Add Verification Loops

When a tool call matters, verify it. Our legal extraction pipeline compared extracted text against source documents before accepting results. Our DevOps agent validated command outputs before proceeding to next steps.

Verification adds latency but catches failures before they propagate. The trade-off is usually worth it.

Design for Graceful Degradation

What happens when a tool call fails? In our customer support agent, failed lookups triggered graceful fallbacks:

  • Order lookup failure → offer to connect to human agent
  • Account status failure → ask customer to verify account details
  • Escalation uncertainty → default to escalation (safe failure mode)

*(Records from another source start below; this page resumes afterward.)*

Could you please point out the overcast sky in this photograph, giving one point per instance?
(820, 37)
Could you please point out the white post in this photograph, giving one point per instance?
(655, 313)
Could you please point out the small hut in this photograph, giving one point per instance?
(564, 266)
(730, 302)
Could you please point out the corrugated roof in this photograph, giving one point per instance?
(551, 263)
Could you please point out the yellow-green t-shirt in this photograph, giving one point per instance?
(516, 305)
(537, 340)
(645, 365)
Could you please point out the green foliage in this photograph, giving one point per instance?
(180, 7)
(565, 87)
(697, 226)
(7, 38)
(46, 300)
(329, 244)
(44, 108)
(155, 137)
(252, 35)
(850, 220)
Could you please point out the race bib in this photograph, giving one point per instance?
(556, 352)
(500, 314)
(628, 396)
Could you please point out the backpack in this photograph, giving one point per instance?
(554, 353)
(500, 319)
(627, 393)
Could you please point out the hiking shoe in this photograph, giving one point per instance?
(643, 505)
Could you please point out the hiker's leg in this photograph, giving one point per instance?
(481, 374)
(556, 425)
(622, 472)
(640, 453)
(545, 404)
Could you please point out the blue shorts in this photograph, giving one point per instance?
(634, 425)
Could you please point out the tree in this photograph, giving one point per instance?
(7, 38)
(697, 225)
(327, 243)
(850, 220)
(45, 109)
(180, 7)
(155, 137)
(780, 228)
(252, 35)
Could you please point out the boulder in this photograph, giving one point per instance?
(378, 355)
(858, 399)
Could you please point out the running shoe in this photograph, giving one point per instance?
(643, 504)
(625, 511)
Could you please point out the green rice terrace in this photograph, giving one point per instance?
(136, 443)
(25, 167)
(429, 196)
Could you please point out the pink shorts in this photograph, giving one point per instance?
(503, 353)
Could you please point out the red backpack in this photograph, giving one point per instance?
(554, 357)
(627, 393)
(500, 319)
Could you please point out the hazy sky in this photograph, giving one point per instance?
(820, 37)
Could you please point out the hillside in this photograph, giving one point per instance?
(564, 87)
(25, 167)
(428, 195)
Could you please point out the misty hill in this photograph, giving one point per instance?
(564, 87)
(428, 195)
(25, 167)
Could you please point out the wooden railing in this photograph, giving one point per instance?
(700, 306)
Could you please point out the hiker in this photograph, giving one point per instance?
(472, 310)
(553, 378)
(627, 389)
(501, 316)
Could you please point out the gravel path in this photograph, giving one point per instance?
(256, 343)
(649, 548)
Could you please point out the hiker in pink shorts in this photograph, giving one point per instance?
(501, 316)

The system stayed functional even when individual steps failed.


The Uncomfortable Truth

The tool calling reliability problem isn't going away soon. It's not a bug to be fixed—it's a characteristic of how language models interact with structured systems.

State-of-the-art is 85-90% per step. Compound that across multi-step workflows, and you understand why the most successful production agents:

  • Keep step counts low
  • Constrain tool access aggressively
  • Verify critical operations
  • Design for graceful failure

The teams building agents that work aren't achieving 99% reliability. They're designing systems that work at 85%.


The Takeaway

When evaluating agent architectures, ask: how many sequential tool calls does this require?

Every additional step is a reliability tax. A 5-step workflow at 90% per-step succeeds 59% of the time. A 3-step workflow succeeds 73% of the time. That 14-point difference isn't marginal—it's the difference between frustrating and functional.

The reliability problem is architectural, not prompt engineering. Design accordingly.


Dealing with tool calling reliability in production? Reply with what's working for you.


References

  • Bowne-Anderson, H. & Strick van Linschoten, A. (2025). "Practical Lessons from 750+ Real-World LLM and Agent Deployments." Vanishing Gradients Podcast.
  • Applied AI. (2025). Enterprise Agents Benchmark. Customer support tool calling evaluation, failure mode analysis.